LICHEN SIMPLEX CHRONICUS
Lichen
simplex chronicus is a commonly encountered chronic dermatosis that can be
initiated by many events. Certain regions of the body are more prone to develop
lichen simplex chronicus, such as the lower leg and ankle region and the
posterior scalp, but it can occur anywhere. The initiating factor can be any
skin insult that induces itching. The itch-scratch cycle is never broken, and
the skin in the region being manipulated takes on a lichenified appearance.
This is believed to be a localized skin condition that has no systemic associations
or causes. Many therapies have been attempted with varying rates of success.
Clinical
Findings: There is a slight female preponderance and no racial predilection. Most
patients who present with lichen simplex chronicus do not relate an underlying
insult that initiated the chronic itching. Some report a previous bug bite,
trauma, or initiating rash such as allergic contact dermatitis caused by poison
ivy. Involvement is localized to one region of the body, most often the ankle.
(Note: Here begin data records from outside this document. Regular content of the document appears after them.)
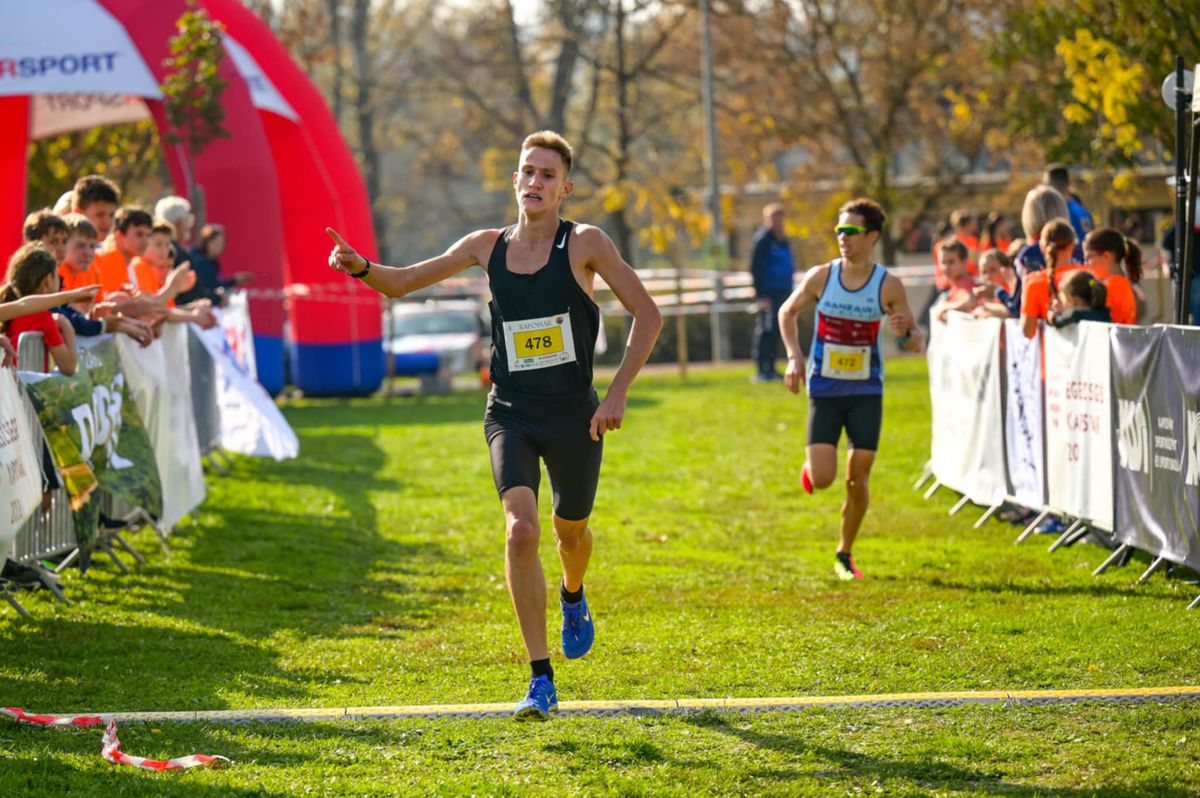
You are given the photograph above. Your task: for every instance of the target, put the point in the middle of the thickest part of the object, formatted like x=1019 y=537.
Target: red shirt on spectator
x=972 y=245
x=43 y=323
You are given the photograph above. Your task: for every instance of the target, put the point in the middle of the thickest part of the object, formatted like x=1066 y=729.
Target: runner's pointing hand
x=342 y=257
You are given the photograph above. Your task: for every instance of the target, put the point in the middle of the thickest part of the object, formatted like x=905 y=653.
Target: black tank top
x=544 y=327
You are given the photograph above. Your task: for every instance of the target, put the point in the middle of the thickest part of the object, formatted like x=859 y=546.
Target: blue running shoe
x=539 y=702
x=579 y=631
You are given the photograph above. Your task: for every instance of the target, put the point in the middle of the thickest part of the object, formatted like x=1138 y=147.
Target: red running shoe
x=807 y=479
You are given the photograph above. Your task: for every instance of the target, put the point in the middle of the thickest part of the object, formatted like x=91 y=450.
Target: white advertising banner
x=64 y=113
x=251 y=421
x=234 y=317
x=69 y=46
x=967 y=417
x=1079 y=423
x=262 y=91
x=159 y=379
x=1024 y=441
x=21 y=472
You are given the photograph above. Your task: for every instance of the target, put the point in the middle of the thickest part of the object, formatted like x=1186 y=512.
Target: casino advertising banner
x=1079 y=420
x=1024 y=442
x=95 y=433
x=1156 y=379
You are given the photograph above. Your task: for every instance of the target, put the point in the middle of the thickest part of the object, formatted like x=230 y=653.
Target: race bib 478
x=539 y=343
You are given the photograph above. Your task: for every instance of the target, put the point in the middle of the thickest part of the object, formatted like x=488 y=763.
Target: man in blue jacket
x=773 y=269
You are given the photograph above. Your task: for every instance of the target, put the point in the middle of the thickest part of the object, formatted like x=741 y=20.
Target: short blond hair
x=79 y=226
x=550 y=141
x=1042 y=205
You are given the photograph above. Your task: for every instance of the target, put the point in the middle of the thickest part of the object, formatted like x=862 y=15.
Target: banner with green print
x=95 y=433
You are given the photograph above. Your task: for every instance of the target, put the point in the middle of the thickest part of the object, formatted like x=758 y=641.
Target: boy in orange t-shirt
x=151 y=268
x=77 y=268
x=131 y=234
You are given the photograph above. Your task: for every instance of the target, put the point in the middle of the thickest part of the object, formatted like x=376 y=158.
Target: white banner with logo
x=1079 y=423
x=238 y=331
x=64 y=113
x=1024 y=441
x=1156 y=378
x=69 y=46
x=21 y=473
x=262 y=91
x=967 y=418
x=251 y=421
x=160 y=382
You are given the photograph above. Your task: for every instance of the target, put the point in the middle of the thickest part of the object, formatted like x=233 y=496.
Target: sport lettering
x=65 y=64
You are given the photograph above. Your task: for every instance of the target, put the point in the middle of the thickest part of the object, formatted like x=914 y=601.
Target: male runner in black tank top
x=543 y=406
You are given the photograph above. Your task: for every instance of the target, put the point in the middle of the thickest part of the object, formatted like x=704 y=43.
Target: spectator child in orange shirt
x=1057 y=243
x=33 y=270
x=97 y=198
x=150 y=269
x=131 y=234
x=960 y=285
x=77 y=267
x=1083 y=298
x=1115 y=261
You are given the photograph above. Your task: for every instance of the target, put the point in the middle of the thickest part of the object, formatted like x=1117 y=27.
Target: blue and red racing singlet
x=845 y=358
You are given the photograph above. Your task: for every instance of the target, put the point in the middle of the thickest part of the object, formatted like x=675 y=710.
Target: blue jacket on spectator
x=81 y=323
x=771 y=264
x=209 y=282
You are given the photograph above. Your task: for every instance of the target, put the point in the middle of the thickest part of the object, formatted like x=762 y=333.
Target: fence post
x=717 y=321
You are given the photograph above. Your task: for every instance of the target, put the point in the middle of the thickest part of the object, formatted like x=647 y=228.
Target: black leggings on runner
x=861 y=415
x=521 y=429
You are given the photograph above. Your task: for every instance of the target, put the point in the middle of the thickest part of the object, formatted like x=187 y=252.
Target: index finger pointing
x=339 y=240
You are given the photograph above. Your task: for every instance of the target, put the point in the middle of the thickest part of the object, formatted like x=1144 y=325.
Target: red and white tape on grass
x=111 y=748
x=112 y=751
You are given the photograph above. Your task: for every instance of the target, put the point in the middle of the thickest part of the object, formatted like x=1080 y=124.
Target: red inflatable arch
x=274 y=216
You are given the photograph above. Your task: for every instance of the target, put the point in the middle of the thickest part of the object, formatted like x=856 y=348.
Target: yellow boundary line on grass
x=682 y=706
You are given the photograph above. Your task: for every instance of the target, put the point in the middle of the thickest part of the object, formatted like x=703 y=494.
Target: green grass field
x=369 y=573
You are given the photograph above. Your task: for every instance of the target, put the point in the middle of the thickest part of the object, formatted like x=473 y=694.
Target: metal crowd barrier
x=51 y=532
x=204 y=394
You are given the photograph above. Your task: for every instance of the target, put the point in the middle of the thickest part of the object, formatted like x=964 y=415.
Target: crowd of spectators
x=94 y=265
x=990 y=274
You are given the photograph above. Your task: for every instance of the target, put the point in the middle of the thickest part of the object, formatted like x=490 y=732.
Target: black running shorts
x=522 y=429
x=861 y=415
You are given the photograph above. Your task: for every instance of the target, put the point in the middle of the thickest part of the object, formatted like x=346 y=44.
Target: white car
x=441 y=337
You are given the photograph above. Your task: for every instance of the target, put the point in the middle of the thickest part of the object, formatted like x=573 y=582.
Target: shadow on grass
x=894 y=774
x=106 y=667
x=189 y=634
x=449 y=408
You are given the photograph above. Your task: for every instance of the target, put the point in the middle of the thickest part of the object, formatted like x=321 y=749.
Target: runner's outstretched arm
x=900 y=319
x=807 y=293
x=396 y=281
x=605 y=261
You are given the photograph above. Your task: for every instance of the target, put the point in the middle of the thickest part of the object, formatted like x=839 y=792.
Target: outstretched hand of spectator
x=7 y=354
x=180 y=279
x=136 y=329
x=84 y=294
Other commonly involved areas are the occipital scalp and the anogenital
region. Patients report that they have a constant itching or burning sensation,
and they respond to it by chronically rubbing or itching the area. Initially, a
fine red patch with some excoriations is present. As the condition becomes
chronic, the rash takes on the clinical appearance of lichen simplex chronicus.
The skin becomes thickened and lichenified. There is an accentuation of the
normal skin lines, and the region of involvement shows varying degrees of
hyperpigmentation. Small excoriations and even small ulcerations may occur if
the pruritus is severe and the patient cannot control the itching.
The cycle of
pruritus and itching is perpetuated and can last for years to decades if untreated. Patients often relate that
stressful events can initiate a flare of preexisting lichen simplex chronicus.
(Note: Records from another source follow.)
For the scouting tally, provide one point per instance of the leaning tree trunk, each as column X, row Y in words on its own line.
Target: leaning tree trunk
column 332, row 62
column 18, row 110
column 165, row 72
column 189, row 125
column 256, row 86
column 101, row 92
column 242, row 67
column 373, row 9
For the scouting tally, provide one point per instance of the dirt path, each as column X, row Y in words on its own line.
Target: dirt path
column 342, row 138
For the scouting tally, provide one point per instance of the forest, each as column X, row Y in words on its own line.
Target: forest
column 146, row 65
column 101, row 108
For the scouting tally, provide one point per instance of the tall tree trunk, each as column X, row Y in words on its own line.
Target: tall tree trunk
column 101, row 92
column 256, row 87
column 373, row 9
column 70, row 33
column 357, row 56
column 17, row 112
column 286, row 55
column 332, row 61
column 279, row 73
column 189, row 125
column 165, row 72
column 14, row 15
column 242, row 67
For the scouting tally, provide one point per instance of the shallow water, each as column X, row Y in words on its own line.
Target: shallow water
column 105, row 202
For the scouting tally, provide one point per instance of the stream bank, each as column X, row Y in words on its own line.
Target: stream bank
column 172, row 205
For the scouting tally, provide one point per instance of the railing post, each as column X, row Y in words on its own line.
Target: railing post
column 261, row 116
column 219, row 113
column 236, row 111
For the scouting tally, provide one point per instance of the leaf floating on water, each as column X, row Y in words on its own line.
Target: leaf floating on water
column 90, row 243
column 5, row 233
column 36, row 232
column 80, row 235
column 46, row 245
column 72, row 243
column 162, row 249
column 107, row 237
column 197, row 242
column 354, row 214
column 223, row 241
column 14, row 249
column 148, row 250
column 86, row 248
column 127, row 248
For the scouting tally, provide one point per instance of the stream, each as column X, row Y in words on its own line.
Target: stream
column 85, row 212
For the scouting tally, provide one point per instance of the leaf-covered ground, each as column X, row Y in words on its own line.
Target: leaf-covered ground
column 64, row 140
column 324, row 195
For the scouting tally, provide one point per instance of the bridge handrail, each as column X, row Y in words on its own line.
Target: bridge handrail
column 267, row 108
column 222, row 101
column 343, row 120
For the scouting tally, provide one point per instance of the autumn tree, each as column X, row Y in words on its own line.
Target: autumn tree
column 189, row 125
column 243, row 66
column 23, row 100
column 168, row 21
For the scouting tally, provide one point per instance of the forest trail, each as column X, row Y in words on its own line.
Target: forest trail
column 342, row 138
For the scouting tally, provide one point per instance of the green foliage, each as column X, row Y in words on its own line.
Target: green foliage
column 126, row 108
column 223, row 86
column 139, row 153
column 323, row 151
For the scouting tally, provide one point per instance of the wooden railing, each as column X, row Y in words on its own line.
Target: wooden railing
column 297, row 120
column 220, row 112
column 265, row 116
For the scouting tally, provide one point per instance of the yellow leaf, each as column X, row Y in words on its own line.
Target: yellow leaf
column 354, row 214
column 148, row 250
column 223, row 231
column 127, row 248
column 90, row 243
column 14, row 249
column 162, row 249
They also commonly state that the itching is worse during the evening hours
just before sleep. The main theory to explain this is that the cortex is not as
busy processing information at that time, and other areas of the brain that are
responsible for itching become activated or become disinhibited from cortical
control. Even with treatment, some cases last for years. Patients typically
become frustrated with therapy and are willing to pursue the help of other
physicians or ancillary medical caregivers, such as acupuncturists. A fully
developed area of lichen simplex chronicus is a well-defined lichenified plaque
with excoriations and blood-tinged crust.
Pathogenesis:
The
exact pathomechanism of development of lichen simplex chronicus is unknown. Initiating
events have been investigated, including insect bite reactions, underlying
atopic diathesis, anxiety, stressful events, and other psychiatric conditions.
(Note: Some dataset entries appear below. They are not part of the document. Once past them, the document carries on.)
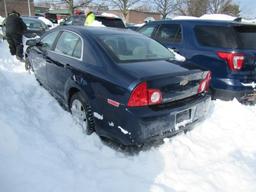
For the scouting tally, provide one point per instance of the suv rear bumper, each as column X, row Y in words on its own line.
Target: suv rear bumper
column 226, row 95
column 228, row 89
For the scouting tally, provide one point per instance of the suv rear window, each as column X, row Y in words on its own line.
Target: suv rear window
column 233, row 37
column 216, row 36
column 247, row 36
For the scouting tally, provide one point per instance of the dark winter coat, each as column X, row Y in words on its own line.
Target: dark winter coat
column 14, row 24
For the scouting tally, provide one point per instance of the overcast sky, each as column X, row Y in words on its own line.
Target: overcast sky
column 248, row 7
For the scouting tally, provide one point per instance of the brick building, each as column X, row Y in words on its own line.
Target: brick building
column 20, row 6
column 135, row 16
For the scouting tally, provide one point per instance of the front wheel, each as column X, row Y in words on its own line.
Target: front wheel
column 82, row 113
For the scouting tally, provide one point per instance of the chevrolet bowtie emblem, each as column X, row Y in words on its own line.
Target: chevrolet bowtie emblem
column 252, row 84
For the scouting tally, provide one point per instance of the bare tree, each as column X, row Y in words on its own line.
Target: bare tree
column 123, row 5
column 224, row 6
column 164, row 7
column 192, row 7
column 72, row 6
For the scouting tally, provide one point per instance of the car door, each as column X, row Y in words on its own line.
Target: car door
column 39, row 55
column 67, row 55
column 169, row 35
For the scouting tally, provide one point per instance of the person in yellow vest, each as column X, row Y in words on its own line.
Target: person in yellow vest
column 90, row 18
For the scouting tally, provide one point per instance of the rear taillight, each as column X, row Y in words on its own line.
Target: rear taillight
column 205, row 83
column 142, row 96
column 235, row 60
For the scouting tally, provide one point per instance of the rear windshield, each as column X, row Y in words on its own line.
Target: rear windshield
column 111, row 22
column 126, row 48
column 237, row 37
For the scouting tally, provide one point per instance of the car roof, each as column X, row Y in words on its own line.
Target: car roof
column 99, row 30
column 97, row 16
column 200, row 21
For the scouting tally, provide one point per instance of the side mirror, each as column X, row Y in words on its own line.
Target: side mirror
column 32, row 42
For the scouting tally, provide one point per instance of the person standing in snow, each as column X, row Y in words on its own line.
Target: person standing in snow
column 90, row 18
column 15, row 28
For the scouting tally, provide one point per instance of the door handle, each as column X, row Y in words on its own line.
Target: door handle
column 175, row 49
column 67, row 66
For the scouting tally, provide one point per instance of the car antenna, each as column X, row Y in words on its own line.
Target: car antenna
column 238, row 19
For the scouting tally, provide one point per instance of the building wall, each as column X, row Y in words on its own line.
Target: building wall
column 20, row 6
column 136, row 17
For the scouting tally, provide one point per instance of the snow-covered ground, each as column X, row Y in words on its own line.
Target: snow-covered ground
column 42, row 150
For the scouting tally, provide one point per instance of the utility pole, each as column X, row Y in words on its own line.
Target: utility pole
column 29, row 10
column 5, row 9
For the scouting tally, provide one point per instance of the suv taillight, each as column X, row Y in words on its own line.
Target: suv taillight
column 235, row 60
column 205, row 83
column 142, row 96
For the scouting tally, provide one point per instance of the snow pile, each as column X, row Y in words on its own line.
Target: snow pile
column 109, row 15
column 42, row 150
column 184, row 18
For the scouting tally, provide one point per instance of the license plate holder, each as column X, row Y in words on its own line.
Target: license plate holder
column 183, row 116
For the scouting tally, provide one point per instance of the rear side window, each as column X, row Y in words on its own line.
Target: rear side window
column 216, row 36
column 34, row 25
column 147, row 30
column 69, row 44
column 49, row 39
column 169, row 33
column 246, row 36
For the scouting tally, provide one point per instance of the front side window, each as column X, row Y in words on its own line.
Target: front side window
column 125, row 48
column 147, row 30
column 49, row 39
column 169, row 33
column 69, row 44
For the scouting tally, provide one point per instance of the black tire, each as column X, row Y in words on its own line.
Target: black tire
column 28, row 65
column 90, row 124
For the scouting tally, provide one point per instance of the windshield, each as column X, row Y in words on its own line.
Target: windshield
column 34, row 24
column 125, row 48
column 111, row 22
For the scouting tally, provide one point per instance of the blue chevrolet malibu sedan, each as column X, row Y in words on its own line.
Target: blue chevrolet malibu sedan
column 123, row 85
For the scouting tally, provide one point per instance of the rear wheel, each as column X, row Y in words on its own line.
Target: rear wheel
column 82, row 113
column 28, row 65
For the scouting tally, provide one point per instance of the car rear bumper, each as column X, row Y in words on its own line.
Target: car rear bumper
column 136, row 126
column 244, row 95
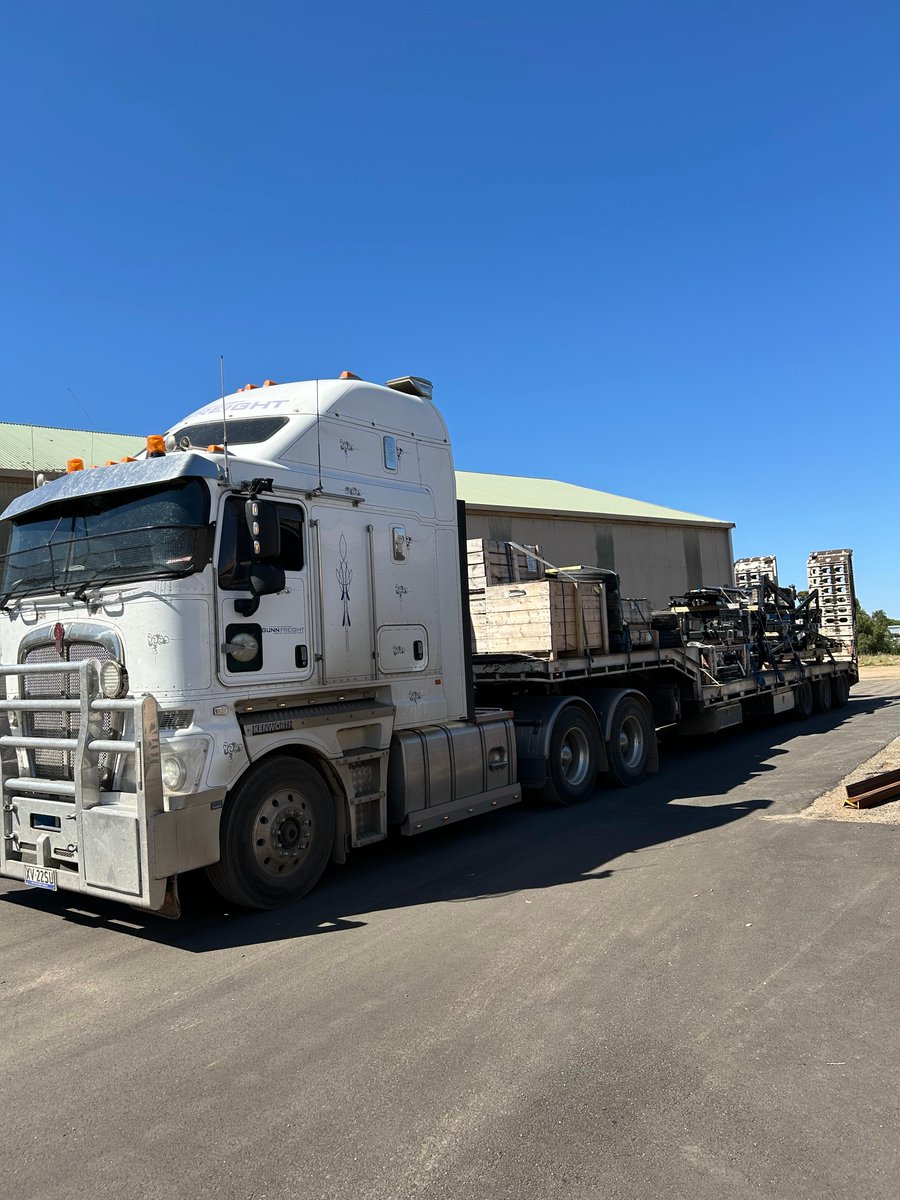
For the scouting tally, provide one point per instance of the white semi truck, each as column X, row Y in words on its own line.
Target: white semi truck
column 247, row 651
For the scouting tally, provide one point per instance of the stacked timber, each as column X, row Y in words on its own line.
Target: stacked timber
column 831, row 573
column 750, row 573
column 547, row 618
column 491, row 563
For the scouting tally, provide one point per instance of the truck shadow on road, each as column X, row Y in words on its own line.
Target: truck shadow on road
column 522, row 849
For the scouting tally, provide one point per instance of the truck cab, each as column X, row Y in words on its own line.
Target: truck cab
column 231, row 651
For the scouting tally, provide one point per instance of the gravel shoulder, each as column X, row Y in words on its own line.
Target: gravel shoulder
column 831, row 805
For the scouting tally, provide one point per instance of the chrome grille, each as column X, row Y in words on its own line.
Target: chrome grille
column 59, row 763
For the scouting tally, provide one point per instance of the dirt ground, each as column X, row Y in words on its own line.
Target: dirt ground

Many patients have none of these factors, yet the clinical and pathological
picture is identical.
Histology:
The
epidermis is acanthotic with elongation of the rete ridges. A varying amount of
parakeratosis is present, with excoriations and superficial ulcerations
observed in some cases. The collagen bundles within the papillary dermis show a
vertical arrangement, parallel to the rete ridges. The rete ridges are
irregular in elongation, unlike the regular pattern seen in psoriasis. A
varying degree of epidermal spongiosis is seen, but no epidermotropism. The
inflammatory infiltrate is composed primarily of lymphocytes.
Treatment:
Therapy
is often directed at breaking the itch-scratch cycle. This is attempted with a
combination of topical high-potency corticosteroids and oral antihistamines or
gabapentin. The sedating antihistamines work better than the newer, nonsedating
ones. Topical steroids may be used under occlusion for better penetration of
the lichenified region. Intralesional injection with triamcinolone may be
attempted. Capsaicin, which is derived from capsicum peppers, may be used. This agent works
by depleting the superficial nerve endings of substance P, the neurotransmitter
required for the itching sensation. Patients should be advised to trim their
fingernails to help prevent trauma when they scratch. Behavioral modification
may be attempted, but it is best accomplished by a professional psychiatrist or
psychologist. Precipitating causes such as stress should be addressed. Patients
often have remissions with frequent relapses.